"Let life enchant you again." - Fernando Gros
0 items in your cart
$0
Blog // Adaptability
September 25, 2018

Journaling

Every night I take a few minutes to write in a journal. This is what happens and why I’ve taken up the habit, again.

At first, every mark is a scratch, as if the pen were tearing the paper. As the words slow and the thoughts form more completely, the strokes take on a rhythm. It becomes less like unrestrained aggression and more like the movement of skates on ice or skis slicing through groomed snow.

Every night, I sit down for a few minutes to write in my journal. I haven’t always done this, or to put it more precisely, I haven’t always been consistent. I started again over the summer, and as the days have shortened and cooled, the habit has solidified.

I even bought a pen for the job. Well, not only for the journaling, because as I get more and more disillusioned with life online, or really with a life lived through digital screens, I enjoy doing more things in low-tech ways. So, every night I pick up my Pilot Custom 743, loaded with iroshizuku ink in fuyu-syogun colour (literally “old man winter”), and start to write.

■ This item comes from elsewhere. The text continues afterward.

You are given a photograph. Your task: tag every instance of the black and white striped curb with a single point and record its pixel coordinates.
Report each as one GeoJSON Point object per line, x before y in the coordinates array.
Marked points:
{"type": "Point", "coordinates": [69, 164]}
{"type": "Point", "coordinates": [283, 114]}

My journaling tries to answer two simple questions. My goal is just a page of A5, though sometimes it spreads onto a second page. I’m not trying to record every detail of every day. And, I’m not trying to examine every aspect of my thoughts and actions. I’ve done both in the past, and they have their place, but now I tend to record my life more through photos than words and examine the big creative and ethical questions through my daily writing, much of which you see here on this blog.

The first question I try to tackle is how well the day matched up to the theme I had planned for it. Inspired by Mike Vardy, I have recurring themes for most days. Some days are more like days in the office, doing email, logistics and administrative chores. Other days are more focussed on learning or planning. And some days are purely for making and crafting, with not an email or social media account in sight.

So, at the end of the day, I ask: “How well did the day match its theme?” It’s a question about harmony. Did the rhythm and melody of the day make sense together? Some days just feel right and others are off-key. Some days, it’s hard to improvise because it feels like we are playing the wrong song in the wrong key. So, I write a few words to put the day in perspective.

Then, I ask myself: “How good was I today?” The question is framed this way because it has a certain moral implication: was I at my best? Which can mean did I bring my best to the day, as a calm, reflective, well-prepared person. But, it also means did I make the right choices, was I kind, was I generous, was I following my values, rather than just getting things done, ticking chores off the list.

I have a tendency, perhaps one of my most crummy, to judge each day by the worst thing that happened to me. Sometimes all it takes is a moment for me to write off the day as terrible. It’s so easy to lose perspective. Our memory places landmines all around us. It just takes a second of feeling conspicuous or disrespected, a thoughtless action, or some comment, online or in passing, and the explosions wreck the day.

So, I journal to diffuse the memories, to put them in their correct place, to approach sleep with a better sense of what the day really was, what can be learnt from it, and what problems still call out for solutions.

When I look back, the times I did journal regularly were times when I was more productive and had a clearer sense of purpose in life. Knowing this, it’s hard to explain why I ever stopped journaling, why I allowed days and months and years to pass without having a pen and paper at hand every night and why I didn’t ask myself a few reflective questions.

Perhaps this is the question we all need to come back to again and again; why, when we know something is good for us, when something clearly lifts our soul and helps us appreciate life more deeply, do we still manage to let it slip away?, only to rediscover it years later as we ask ourselves, “What was I thinking?”